Antisense inhibition of human miRNAs and indications for an involvement of miRNA in cell growth and apoptosis

Angie M. Cheng, Mike W. Byrom, Jeffrey Shelton and Lance P. Ford*

Ambion, Inc. 2130 Woodward Street, Austin, TX 78744-1832, USA

*To whom correspondence should be addressed. Tel: +1 512 651 0200; Fax: +1 512 651 0201; Email: lford{at}ambion.com

Received November 9, 2004. Revised February 2, 2005. Accepted February 10, 2005.
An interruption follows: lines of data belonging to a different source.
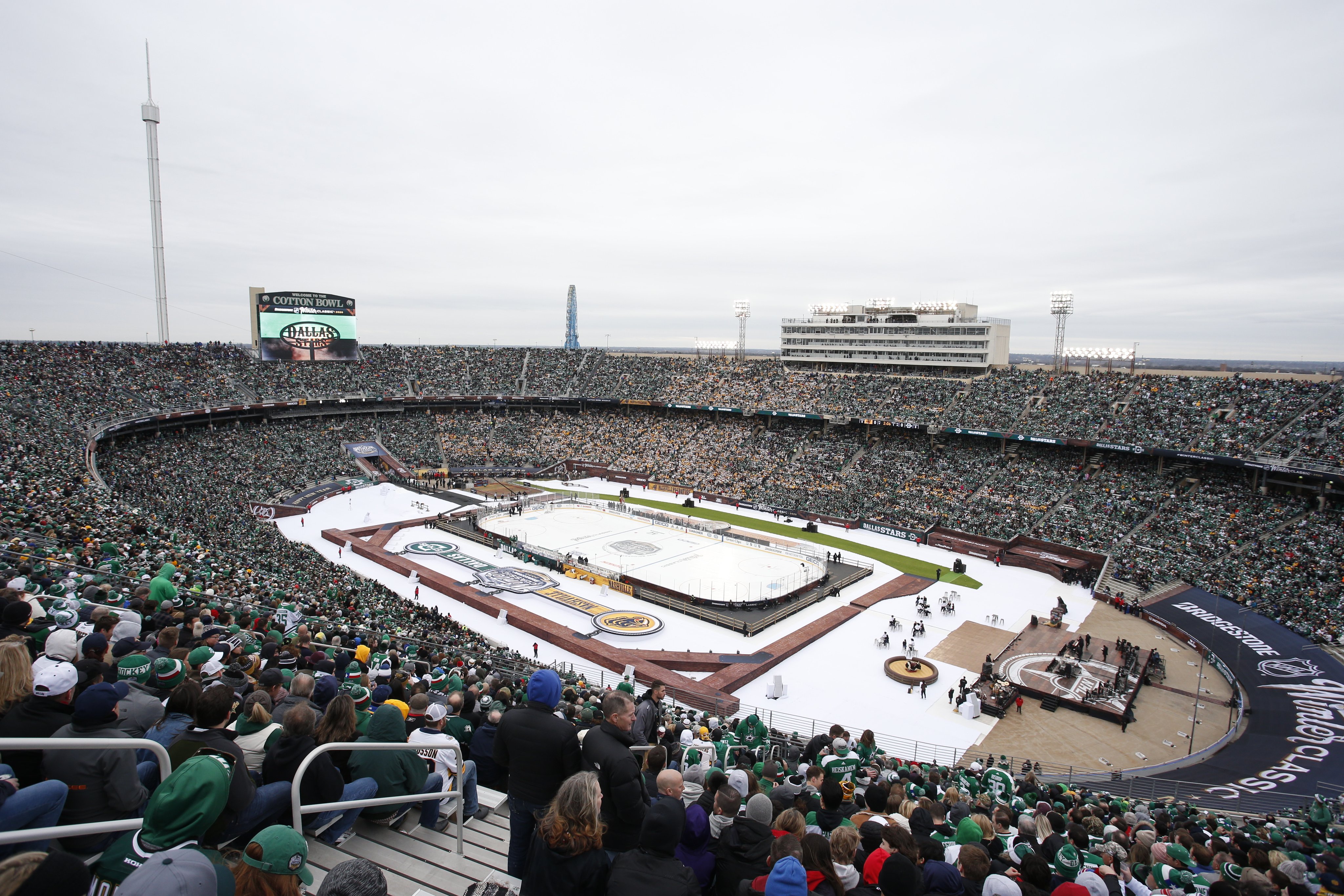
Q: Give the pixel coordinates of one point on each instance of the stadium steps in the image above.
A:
(1288, 426)
(854, 459)
(417, 859)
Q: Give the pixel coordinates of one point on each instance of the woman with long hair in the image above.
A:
(823, 879)
(339, 724)
(15, 674)
(566, 858)
(273, 864)
(178, 714)
(255, 729)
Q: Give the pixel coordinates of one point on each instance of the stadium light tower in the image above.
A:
(572, 320)
(1061, 305)
(150, 115)
(743, 311)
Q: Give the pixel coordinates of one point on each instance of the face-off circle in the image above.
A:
(627, 622)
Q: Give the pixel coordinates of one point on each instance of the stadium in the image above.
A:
(451, 602)
(1123, 552)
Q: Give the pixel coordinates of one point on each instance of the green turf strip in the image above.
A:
(894, 561)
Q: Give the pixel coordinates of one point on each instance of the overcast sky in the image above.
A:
(456, 167)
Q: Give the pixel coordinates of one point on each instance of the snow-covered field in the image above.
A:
(836, 679)
(698, 565)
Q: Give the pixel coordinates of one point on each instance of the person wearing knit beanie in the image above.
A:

Of the over 200 identified mammalian microRNAs (miRNAs), only a few have known biological activity. To gain a better understanding of the role that miRNAs play in specific cellular pathways, we utilized antisense molecules to inhibit miRNA activity. We used miRNA inhibitors targeting miR-23, 21, 15a, 16 and 19a to test efficacy of antisense molecules in reducing miRNA activity on reporter genes bearing miRNA-binding sites. The miRNA inhibitors de-repressed reporter gene activity when a miRNA-binding site was cloned into its 3'-untranslated region. We employed a library of miRNA inhibitors to screen for miRNA involved in cell growth and apoptosis. In HeLa cells, we found that inhibition of miR-95, 124, 125, 133, 134, 144, 150, 152, 187, 190, 191, 192, 193, 204, 211, 218, 220, 296 and 299 caused a decrease in cell growth and that inhibition of miR-21 and miR-24 had a profound increase in cell growth. On the other hand, inhibition of miR-7, 19a, 23, 24, 134, 140, 150, 192 and 193 down-regulated cell growth, and miR-107, 132, 155, 181, 191, 194, 203, 215 and 301 increased cell growth in lung carcinoma cells, A549. We also identified miRNA that when inhibited increased the level of apoptosis (miR-1d, 7, 148, 204, 210, 216 and 296) and one miRNA that decreased apoptosis (miR-214) in HeLa cells. From these screens, we conclude that miRNA-mediated regulation has a complexity of cellular outcomes and that miRNAs can be mediators of regulation of cell growth and apoptosis pathways.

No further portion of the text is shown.